Lieu de naissance Aurès
Date de décès
Lieu de décès Mems près de Kairouan (Tunisie)
Résidence Aurès

Koceila, Kusaila ou Kasila, nommé aussi Agssila, Aksil, Aksel ou Caecilius, est un chef de la tribu berbère Aouraba et de la confédération des Sanhadja au VIIe siècle. Il est chef de la résistance berbéro-byzantine à la conquête arabe de l'Ifriqiya. Ensuite il se convertit à l'islam puis s'oppose à Oqba Ibn Nafi Al Fihri. Il réussit à prendre le contrôle de Kairouan, la base militaire des Omeyyades en Ifriqiya. Il est tué en 686 lors d'une bataille contre les Omeyyades. À sa mort, une femme, Dihya, dite La Kahina, reprend la lutte contre les Omeyyades.

Étymologie[modifier | modifier le code]

En berbère, son nom est le plus communément orthographié Agssila. En revanche son nom est orthographié de différentes façons par les auteurs musulmans : KWSYLT (Kûsîla(h)), Kosayla, Qosayla, Uksayl, Kusila. On l'a rapproché du nom latin Caecilius, cognomen très répandu en Afrique Romaine et à Volubilis, prononcé Kaïkilyus en latin classique et évolution du ci (ki) en ci (si) en latin tardif et dans les langues romanes (cf. en français Caecilia : Cécile) et entendu par les Arabes « Kacilia ». C'est une hypothèse vraisemblable si on admet que Koceila était chrétien, mais son nom peut aussi provenir du berbère.

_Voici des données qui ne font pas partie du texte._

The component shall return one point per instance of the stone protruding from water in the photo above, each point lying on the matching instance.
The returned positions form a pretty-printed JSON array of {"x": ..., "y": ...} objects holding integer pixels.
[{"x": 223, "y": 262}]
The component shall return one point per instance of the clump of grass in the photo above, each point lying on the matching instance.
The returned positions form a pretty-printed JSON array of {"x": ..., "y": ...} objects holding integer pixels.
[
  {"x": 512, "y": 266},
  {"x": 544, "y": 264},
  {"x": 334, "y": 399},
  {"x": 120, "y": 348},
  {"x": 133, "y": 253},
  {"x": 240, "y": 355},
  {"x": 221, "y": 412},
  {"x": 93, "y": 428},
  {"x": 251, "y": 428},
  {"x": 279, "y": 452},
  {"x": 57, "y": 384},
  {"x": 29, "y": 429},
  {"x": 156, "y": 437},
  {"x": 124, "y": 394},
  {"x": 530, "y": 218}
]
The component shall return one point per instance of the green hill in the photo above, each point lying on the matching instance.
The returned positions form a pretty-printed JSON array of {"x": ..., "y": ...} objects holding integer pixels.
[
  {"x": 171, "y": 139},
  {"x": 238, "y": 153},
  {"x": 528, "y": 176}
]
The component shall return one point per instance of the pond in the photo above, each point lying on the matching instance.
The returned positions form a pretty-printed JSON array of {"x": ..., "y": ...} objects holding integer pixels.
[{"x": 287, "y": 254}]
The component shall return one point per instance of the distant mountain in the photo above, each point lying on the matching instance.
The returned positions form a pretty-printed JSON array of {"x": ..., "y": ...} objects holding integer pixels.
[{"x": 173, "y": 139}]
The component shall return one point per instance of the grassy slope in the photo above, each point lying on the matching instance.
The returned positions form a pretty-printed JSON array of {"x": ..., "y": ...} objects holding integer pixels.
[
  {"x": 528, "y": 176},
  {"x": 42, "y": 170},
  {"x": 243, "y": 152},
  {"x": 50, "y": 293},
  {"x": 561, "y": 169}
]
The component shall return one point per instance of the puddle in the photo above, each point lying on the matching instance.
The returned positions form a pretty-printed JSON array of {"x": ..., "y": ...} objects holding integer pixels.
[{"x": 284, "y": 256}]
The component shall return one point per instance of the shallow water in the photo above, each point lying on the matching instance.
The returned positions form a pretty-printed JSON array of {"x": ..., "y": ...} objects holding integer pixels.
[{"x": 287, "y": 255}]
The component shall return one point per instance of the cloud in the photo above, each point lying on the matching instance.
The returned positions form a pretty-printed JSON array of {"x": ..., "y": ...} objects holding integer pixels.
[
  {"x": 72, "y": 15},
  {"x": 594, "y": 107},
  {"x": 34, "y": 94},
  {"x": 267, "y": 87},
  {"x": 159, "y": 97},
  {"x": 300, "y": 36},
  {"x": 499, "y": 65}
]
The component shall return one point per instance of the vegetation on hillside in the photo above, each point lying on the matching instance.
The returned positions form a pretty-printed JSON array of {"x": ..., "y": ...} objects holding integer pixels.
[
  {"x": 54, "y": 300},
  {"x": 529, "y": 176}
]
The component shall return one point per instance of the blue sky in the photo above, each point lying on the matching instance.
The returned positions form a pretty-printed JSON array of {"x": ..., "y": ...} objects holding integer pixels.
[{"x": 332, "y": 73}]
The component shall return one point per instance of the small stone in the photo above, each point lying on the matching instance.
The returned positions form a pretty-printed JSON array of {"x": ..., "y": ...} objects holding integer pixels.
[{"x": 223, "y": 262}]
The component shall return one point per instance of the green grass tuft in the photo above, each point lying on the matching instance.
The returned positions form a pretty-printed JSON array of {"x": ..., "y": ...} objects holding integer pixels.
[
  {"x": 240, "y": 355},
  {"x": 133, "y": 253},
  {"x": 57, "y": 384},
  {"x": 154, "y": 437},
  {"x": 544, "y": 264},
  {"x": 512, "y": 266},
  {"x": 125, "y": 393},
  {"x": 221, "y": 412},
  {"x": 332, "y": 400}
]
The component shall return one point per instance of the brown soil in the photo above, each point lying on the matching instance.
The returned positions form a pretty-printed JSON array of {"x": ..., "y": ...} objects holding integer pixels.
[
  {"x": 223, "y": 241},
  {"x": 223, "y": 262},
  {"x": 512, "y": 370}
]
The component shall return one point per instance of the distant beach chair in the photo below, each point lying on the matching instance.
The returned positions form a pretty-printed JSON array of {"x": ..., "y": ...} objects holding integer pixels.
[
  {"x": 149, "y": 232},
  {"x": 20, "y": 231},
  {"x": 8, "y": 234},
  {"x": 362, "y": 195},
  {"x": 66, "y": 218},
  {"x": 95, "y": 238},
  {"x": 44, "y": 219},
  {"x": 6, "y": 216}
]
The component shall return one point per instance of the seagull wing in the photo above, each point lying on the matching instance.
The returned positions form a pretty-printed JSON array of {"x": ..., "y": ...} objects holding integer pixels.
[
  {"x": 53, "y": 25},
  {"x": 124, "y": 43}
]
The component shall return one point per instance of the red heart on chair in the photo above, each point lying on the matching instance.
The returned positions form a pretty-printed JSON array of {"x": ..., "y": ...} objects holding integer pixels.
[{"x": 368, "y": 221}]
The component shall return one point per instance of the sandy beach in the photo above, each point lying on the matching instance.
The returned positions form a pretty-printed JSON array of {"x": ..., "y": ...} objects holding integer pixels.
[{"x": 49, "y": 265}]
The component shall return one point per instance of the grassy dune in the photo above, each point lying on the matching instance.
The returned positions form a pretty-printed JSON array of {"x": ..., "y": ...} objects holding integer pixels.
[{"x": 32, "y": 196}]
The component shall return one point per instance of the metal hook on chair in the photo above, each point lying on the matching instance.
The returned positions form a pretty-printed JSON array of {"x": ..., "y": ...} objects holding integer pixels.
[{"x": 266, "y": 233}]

Les différents dialectes berbères de l'Aurès, dont serait issu Koceila, connaissent de nos jours une racine KSL dont dériverait aksel (guépard). Un autre nom berbère du guépard, (a)ghilas, est aussi employé comme nom propre au mont Chenoua, à l'ouest d'Alger et dans le grand Sud signifiant « lionceau ».

Biographie[modifier | modifier le code]

Koceila, s'opposant à la progression des Omeyyades, est décrit comme le chef de la puissante tribu des Aouraba des Aurès en Algérie.

À la suite de la défaite à la bataille d'Al Alurit, aux sources de Tlemcen, Koceila se convertit à l'islam (675). Il aurait gagné la confiance du chef musulman Abû al Muhadjîr Dinâr et serait devenu même l'un de ses proches collaborateurs.

En 681, Oqba Ibn Nafi Al Fihri, conquérant de l'Afrique du Nord rappelé quelques années plus tôt en Orient, revient au Maghreb. Il se serait vengé de son successeur Abû Dinâr et aurait traité avec dureté Koceila[1]. Il l'aurait fait couvrir de chaînes et l'aurait traîné comme un trophée vivant tout au long de sa chevauchée à travers le Maghreb.

« Parmi les traits insultants qu'il se serait permis envers lui, on raconte le récit suivant : il venait de recevoir des moutons et, voulant en faire égorger un, il ordonna à Koceila de l'écorcher"
« Que Dieu dirige l'émir vers le bien ! dit le chef berbère, j'ai ici mes jeunes gens et mes serviteurs qui pourront m'éviter cette peine »
Uqba lui répondit par des paroles offensantes et lui ordonna de sortir : Koceila se retira avec colère et ayant égorgé le mouton, il essuya sa main encore sanglante sur sa barbe.
Quelques Arabes s'approchèrent alors et lui dirent : « Que fais-tu berbère ? »
À quoi il répondit: « Cela est bon pour les poils »
Mais un vieillard d'entre les Arabes passa et s'écria : « Ce n'est pas la raison, c'est une menace que ce berbère vous lance ! »
Alors, Abu Muhadjir Dinar s'adressa à Uqba et lui dit : « Que viens-tu de faire ! Voilà un homme des plus distingués parmi son peuple, un homme qui était encore polythéiste il y a peu de temps et tu prends à tâche de faire naître la rancune dans son cœur ! Je te conseille maintenant de lui faire lier les mains derrière le dos, autrement tu seras victime de sa perfidie. »» (D'après Al-Nowaïri.)[2]

Koceila aurait réussi à s'enfuir et à rejoindre ses hommes. Il aurait selon les auteurs arabes abjuré l'islam et, s'alliant aux Byzantins musulmans, repris la guerre contre les Omeyyades, à la tête d'une importante armée.

Il aurait surpris Oqba près de Tehuda, non loin de Biskra et, après une terrible bataille, il l'aurait tué ainsi que la plupart de ses hommes en 683[2].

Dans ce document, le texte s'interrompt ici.